Roskomnadzor and the Prosecutor’s Office “could use the Commission’s findings and block these media outlets in Russia,” as Artem Kozyluk, the head of the Roskomsvoboda internet rights group, told The Moscow Times.
“They will go to court. The court will take Roskomnadzor’s side and order the outlets to be blocked. Or, they can block the outlets on other grounds, for example, they could say they found propaganda for suicide or drugs in their publications,” said Kozyluk.
The six media outlets were not the only topic on the Commission’s agenda.
It also discussed alleged foreign interference in the Russian Federation’s politics via media, social networks or spies, blaming the foreign “dark” forces for inciting and assisting the protests of the Russian opposition in the eve of the local elections.
In a cold-war style discussion, representatives of the Russian government-controlled media presented their investigative pieces to the Parliament’s Commission.

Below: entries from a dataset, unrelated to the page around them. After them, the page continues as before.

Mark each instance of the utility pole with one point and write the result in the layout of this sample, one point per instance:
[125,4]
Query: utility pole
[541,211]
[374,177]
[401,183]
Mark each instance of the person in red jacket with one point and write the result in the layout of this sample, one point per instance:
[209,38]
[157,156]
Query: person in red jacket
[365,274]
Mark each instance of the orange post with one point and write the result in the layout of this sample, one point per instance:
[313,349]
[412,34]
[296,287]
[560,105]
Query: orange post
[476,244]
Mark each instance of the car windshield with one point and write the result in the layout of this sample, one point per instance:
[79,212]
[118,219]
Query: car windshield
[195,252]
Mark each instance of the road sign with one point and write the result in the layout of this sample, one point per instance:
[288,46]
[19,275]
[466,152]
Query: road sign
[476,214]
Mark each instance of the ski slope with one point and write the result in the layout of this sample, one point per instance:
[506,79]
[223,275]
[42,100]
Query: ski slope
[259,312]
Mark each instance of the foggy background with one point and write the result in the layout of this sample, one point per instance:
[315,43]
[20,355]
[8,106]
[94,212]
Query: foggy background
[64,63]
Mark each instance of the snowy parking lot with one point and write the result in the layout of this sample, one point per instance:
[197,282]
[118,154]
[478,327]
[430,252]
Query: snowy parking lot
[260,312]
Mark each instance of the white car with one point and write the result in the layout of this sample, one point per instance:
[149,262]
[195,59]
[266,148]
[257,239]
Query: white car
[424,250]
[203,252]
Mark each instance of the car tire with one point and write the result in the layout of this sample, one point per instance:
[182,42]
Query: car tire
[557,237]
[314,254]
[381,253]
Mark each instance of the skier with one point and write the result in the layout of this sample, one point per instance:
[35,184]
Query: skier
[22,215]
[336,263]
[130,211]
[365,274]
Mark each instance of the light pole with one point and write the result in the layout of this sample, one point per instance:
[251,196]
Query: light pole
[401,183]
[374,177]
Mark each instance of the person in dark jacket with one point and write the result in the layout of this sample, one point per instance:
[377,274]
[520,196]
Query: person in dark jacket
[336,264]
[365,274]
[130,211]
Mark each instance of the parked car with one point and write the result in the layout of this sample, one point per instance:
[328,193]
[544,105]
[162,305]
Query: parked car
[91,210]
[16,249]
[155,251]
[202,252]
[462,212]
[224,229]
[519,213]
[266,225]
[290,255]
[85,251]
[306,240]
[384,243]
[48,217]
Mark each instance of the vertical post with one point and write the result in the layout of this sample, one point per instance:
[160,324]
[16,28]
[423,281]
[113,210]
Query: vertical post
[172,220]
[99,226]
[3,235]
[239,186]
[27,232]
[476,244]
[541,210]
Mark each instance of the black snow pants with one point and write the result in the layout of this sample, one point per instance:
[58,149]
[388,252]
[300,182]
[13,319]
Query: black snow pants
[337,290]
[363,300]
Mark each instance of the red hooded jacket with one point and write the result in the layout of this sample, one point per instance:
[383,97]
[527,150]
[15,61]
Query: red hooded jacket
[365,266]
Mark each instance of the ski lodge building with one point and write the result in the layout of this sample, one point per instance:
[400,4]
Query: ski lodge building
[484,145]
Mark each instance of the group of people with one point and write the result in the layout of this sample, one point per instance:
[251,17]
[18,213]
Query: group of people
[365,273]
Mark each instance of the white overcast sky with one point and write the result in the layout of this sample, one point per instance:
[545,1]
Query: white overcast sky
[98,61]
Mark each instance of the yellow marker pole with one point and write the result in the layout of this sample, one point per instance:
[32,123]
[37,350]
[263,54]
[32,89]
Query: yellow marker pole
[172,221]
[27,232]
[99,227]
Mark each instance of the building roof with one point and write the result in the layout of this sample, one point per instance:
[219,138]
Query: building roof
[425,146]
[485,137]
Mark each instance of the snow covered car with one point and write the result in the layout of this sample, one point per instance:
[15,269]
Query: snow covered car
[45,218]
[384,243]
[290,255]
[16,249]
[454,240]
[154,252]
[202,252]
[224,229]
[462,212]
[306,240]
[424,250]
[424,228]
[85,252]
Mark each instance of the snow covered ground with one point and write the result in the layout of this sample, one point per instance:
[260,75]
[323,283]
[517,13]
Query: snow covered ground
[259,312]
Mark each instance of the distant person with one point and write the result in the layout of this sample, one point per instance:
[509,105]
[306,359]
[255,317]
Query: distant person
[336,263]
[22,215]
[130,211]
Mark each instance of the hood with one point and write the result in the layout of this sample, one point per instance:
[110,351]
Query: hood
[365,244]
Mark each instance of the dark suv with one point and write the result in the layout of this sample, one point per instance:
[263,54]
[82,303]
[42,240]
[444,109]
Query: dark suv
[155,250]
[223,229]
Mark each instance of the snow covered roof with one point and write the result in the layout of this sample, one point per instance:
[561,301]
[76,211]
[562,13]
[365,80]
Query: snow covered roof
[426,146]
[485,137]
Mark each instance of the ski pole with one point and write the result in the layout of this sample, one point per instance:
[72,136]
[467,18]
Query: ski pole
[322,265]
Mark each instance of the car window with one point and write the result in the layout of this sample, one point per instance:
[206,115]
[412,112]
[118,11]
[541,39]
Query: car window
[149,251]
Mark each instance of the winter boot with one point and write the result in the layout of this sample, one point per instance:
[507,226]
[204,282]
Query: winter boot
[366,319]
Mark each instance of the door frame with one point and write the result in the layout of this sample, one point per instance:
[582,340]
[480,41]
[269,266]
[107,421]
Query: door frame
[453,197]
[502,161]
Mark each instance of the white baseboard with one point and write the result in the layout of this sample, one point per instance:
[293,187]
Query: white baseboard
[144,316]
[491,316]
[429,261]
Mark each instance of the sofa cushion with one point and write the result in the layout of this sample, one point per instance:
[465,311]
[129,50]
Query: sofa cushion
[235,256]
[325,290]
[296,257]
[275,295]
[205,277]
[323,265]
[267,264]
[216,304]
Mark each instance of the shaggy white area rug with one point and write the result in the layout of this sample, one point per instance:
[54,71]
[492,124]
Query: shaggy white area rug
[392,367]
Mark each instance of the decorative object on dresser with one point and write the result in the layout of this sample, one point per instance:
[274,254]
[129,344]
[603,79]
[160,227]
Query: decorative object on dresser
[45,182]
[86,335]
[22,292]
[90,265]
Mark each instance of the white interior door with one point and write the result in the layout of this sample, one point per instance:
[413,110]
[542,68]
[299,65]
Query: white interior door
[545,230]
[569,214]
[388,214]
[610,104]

“According to research that journalists presented at a meeting of the Commission… unauthorized protests were coordinated by US intelligence agencies,” read the report.
Representatives of MIA Rossiya Segodnya, the Federal News Agency (TASS), TV companies NTV and Russia Today, as well as the Patriot media group, presented the reports on foreign, mostly US, interference in Russia.
Piskarev said that MIA Rossiya Segodnya journalists “carried out several journalistic investigations and found out that social networks, instant messengers, interactive maps, even dating apps were actively used” by the US against Russia.
The campaign, as he said, had been targeting the younger population, so “private Telegram channels were used for detailed explanation how to attract relatives and friends to participate in rallies.”
The Rossiya Segodnya deputy editor-in-chief Sergey Kochetkov has reportedly provided evidence of direct interference of the US Google corporation, which allegedly “showed a link to the so-called Smart Vote of the opposition blogger Alexei Navalny,” on election day, violating the Russian law.
Yevgeniy Zubarev, Director General of the Russian Federal News Agency, was even more direct in accusing the West of Russian election tampering.
According to the Commission’s report, he presented an investigative documentary that claimed that an “American agent, an employee of the US Embassy in Russia, Stephen Sexton, is one of the curators of unauthorized protests in Moscow in summer.”
The agent reportedly interacted with the structures of the Russian opposition leader Alexei Navalny, “explaining how to organize riots and ‘color revolutions’.”
During the Commission’s meeting with journalists working for “state” media, NTV TV representatives presented to the Commission their investigation “Curators and Provocateurs,” alleging that “there are training centers for those who later initiate protests,” according to Piskarev.
Besides sending all the findings to Russia’s law enforcement bodies, Russian parliamentarians said they will also ask their Chinese colleagues for advice on possible counteraction, as they have experienced “similar foreign intervention technologies in Hong Kong,” read the report.